Nic stayed silent. I moved the window down, trying to air out the tension between us, but it had started to rain. Nic moved the window back up.

I rubbed my hands along my legs. ‘Can you please stop ignoring me?’

He leaned forward to fiddle with the radio station. I thought he was turning up the volume again, drowning me out, but he switched it off completely. The sudden silence rang loudly between us. 

‘Did it work?’ he asked. ‘Have you destroyed this big evil corporation?’  

It was so new, so strange – the sarcasm in his voice.

‘Have you brought down capitalism?’ 

I leaned my head against the headrest. Actually – it wasn’t so new, or strange. Not really. I just had to think back far enough.

‘I’m sorry,’ Carrie said, trying to make up with Dad.

He said something I couldn’t hear, ice in his voice, and I shivered in my thin nightie. Dad never talked like that.

‘I don’t mind you doing the peaceful stuff,’ Nic started. ‘But…’ 

Then a fire came out in Carrie, like he’d taken a lit match to almost burnt-down embers of a flame. Insults and swears, muffled through blankets and cushions as I burrowed further beneath my duvet

‘You don’t mind?’ I interrupted. ‘Oh, sorry, I didn’t realise I needed your permission.’

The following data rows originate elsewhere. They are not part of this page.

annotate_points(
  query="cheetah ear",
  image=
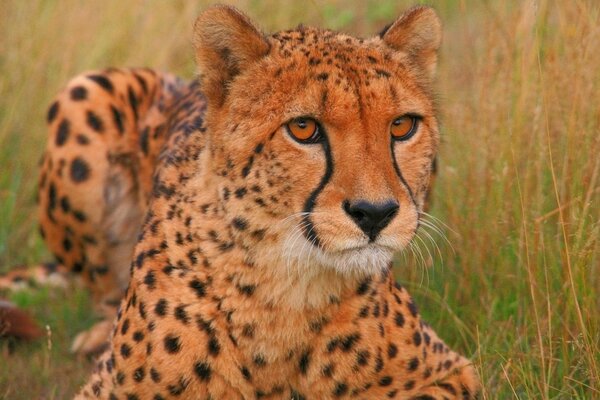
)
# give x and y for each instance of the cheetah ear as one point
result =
(418, 32)
(226, 42)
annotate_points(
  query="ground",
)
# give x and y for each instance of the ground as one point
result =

He sighed loudly, pushing air through his lips in a harsh breath.

‘They think they’re fucking invincible, that they can do anything…’

‘Who?’

‘Monsanto,’ I spat. ‘Who else?’ 

He shook his head. ‘Do you even know what you sound like?’

‘Do I sound crazy?’ I demanded. ‘That’s what you think, isn’t it? That we’re all just a bunch of pathetic, flowery little hippies.’

He swore as we flew over a speed bump, and I put my hands on the dashboard to stop myself from flying forward. I watched his leg struggle to press the brake as we swerved too quickly around a corner. This was Nic, who kept safe and steady, who I was unravelling the way Carrie had always unravelled Dad. I turned away from him, trying to see where we were through the darkness. I only realised it was my own street when he pulled up outside my flat. 

‘I’m sorry, okay?’ I said.

I hated the crack in my voice – that pathetic, clingy neediness from Carrie as she asked Dad to forgive her, please, for whatever it was she’d done. Cheating and lying, disappearing for a week without a word, selfish and irresponsible. That was all she ever knew how to do: tear holes through our lives. Now, I was the one ripping things apart.

I held my breath as Nic looked at me, properly looked at me, like he had that first day in Shoreditch. That knowing gaze, like he thought he could see straight to my core. I rubbed my legs again, wanting to scrape the whole day off my skin; scrub myself clean of Carrie’s spiky energy that erupted out of me in uncontrollable bursts. And even worse than that, her desperate need – the delicate beat of my pulse beneath the tough skin I’d grown around it. I wanted Nic to reach inside me, right to the tender pulp of my heart, and help me unravel its sticky pieces.

‘I love you,’ I told him.

His fingers clenched around the steering wheel. My stomach twisted as his knuckles turned white, as if it was me he was squeezing. ‘I can’t deal with you. Not when you’re like this.’